Income speaks only partially to this. Systematic racism is still very strong in housing; people that live in these houses are more likely to have white privilege and to not have the chronic stressors of racial inequality nagging at their health either.

But I'm sure we're "wired" to "enjoy green spaces." The dryads no doubt protect us when we can afford to be near them.


You seem quite certain that the research is invalid and quite certain of your systemic racism hypothesis. I would invite you to find evidence for your hypothesis in the actual study results.

For your hypothesis that the study results are skewed by white privilege at least the following things would have to be true: 1. Neighboorhoods with more citizens from lower classes would need to be less green than neighboorhoods with less citizens from lower classes. (At least where I live, in Amsterdam, that would presumably not be the case as the Bijlmer, one of the largest and poorest neighboorhoods is very probably the greenest one. As an aside, the amount of trees is sometimes seen as a problem for that neighboorhood due to the combination with high crime rates, as foilage provides cover for people with criminal motives, makes the area darker (less light getting through) and makes it feel less safe when combined with the sight of huge high-rise flats). This only adds to problems for the people living there and the stereotyping by those not living there :/).

2. The correlation between house prices and area income would need to be lower than expected but there would need to be a significant correlation between house prices and class (f.ex. credit score)

Contrary to your statement, I do think there's a large correlation between the first two, but I haven't checked with housing data for Toronto. For one, there's also the option to rent a house so the correlation between income and housing quality will be higher, as people with higher incomes can afford higher rent. If I read this report correctly, around 30% of Toronto apartments are rental ones http://www.trebhome.com/market_news/rental_reports/pdf/renta.... With rental homes, surely there's a large correlation between income and housing cost. Secondly, while I do agree that income and class won't necessarily be correlated at the individual level, I would assume it evens out on the neighboorhood level. Neighboorhoods where people have good credit, income stability, good status, a good job, good medical contacts and access to good food, will surely have a higher average income.

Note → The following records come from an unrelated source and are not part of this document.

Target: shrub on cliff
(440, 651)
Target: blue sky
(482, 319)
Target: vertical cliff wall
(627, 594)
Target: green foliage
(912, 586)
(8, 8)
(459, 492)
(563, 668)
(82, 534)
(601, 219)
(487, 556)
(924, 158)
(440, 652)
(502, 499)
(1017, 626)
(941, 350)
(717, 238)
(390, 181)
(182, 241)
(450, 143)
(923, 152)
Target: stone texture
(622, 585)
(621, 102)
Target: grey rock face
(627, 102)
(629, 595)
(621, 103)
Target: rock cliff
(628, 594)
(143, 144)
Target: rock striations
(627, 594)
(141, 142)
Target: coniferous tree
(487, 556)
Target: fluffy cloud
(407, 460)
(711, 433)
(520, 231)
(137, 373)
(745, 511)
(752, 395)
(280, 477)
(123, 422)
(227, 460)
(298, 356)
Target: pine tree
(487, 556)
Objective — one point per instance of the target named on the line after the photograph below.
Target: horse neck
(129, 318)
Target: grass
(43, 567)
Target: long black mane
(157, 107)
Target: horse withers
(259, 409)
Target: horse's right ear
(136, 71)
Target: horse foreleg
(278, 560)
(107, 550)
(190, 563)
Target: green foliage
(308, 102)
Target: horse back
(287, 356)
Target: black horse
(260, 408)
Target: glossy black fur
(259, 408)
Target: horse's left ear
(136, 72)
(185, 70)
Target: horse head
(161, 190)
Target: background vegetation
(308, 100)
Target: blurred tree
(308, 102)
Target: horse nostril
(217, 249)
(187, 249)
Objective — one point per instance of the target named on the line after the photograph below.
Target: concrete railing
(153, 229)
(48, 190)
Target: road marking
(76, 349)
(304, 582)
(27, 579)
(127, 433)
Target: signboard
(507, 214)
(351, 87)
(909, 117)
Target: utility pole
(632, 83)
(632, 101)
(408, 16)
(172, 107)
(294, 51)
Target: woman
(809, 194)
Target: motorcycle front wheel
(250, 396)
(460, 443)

And actually, income does seem to matter when buying a house in Canada (http://globalnews.ca/news/985258/to-rent-or-to-buy-8-questio...)

So I am sympathetic to your argument that systemic racism makes it more likely that one lives in bad housing, but don't buy that this will explain the study's results. I do wish they would have worked with housing costs/rent.

You did make me investigate Toronto a bit. It has quite a lot of food deserts http://www.ehatlas.ca/built-environments/food-deserts, and apparently its child poverty rate is quite high. I'm often confounded by how cities and economies are built in that part of the world. In the Netherlands, cities are littered with supermarkets and the overall availability of bikes and scooters makes it even easier to get to one. Credit scores are much less of a thing here, too. Whether you can buy a house is based on income and income stability.

Btw, you do seem to be assuming the american(?) situation to some extent. Canada has universal health insurance and putting patients with deeper pockets in better rooms seems to be an odd explanation then, too.